Philippine economy fundamentally strong as government pushes accountability, reforms: finance chief

Source: Xinhua

Editor: huaxia

2025-11-17 17:02:30

MANILA, Nov. 17 (Xinhua) -- Philippine Finance Secretary Ralph Recto on Monday asserted that the Philippine economy remains "fundamentally strong," with solid foundations and sustained investment opportunities, even as the Marcos administration undertakes internal reforms to address governance issues.

"We are not blind to the challenges, nor are we shaken by them," Recto said in a statement, addressing concerns over the allegations buffeting the Marcos administration.

"Trust is the lifeblood of any economy," he said. "It keeps investments coming in, businesses expanding, and jobs growing. And this trust is being protected, strengthened, and rebuilt every single day by the Marcos administration."

He added that the government is implementing a comprehensive catch-up plan to align disbursements with national priorities and support faster economic growth.

As Congress continues budget deliberations, Recto urged lawmakers to pass a 2026 national budget that reflects the administration's priorities and reform agenda.

"We must prioritize spending with the highest multiplier effects, enforce fiscal discipline, and impose targeted austerity on travel, MOOE, and non-essential expenses," he said, adding that the national budget remains the "most powerful lever of our growth story."

Recto assured the public that essential services will continue uninterrupted, high-impact infrastructure projects, including school buildings, will proceed, and official development assistance-funded programs will accelerate.

Reconstruction of infrastructure damaged by recent calamities will also be carried out without delay and with clear, publicly available plans.

The finance chief also highlighted the administration's push for governance reforms, including an anti-political dynasty law, strengthening of the party-list system, campaign finance transparency, institutionalizing freedom of information, and removing all unprogrammed appropriations except those necessary for emergencies.

Recto said the government is intensifying efforts to curb tax evasion and smuggling, with the Bureau of Internal Revenue and Bureau of Customs pursuing "major cases with time-bound investigations and swift prosecution -- no delays, no exemptions, no sacred cows."

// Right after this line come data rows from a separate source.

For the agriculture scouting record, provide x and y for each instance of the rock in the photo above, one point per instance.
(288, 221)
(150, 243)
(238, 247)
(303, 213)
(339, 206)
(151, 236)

He maintained that the country's fiscal consolidation path remains firmly on track.

Inflation in October stood at 1.7 percent, giving the Bangko Sentral ng Pilipinas more room to cut interest rates and stimulate domestic activity.

Employment data also point to resilience, with wage and salary workers accounting for 64.1 percent, or 31.8 million, of the 49.6 million employed Filipinos, Recto said.

He noted that the economy is expanding faster than the real cost of borrowing.

By the end of 2025, real interest payments are projected at 3.3 percent, compared with expected GDP growth of 4.7 to 4.8 percent.

"That means we have more than enough capacity to pay what we owe, and our debt remains manageable, stable, and sustainable," he said.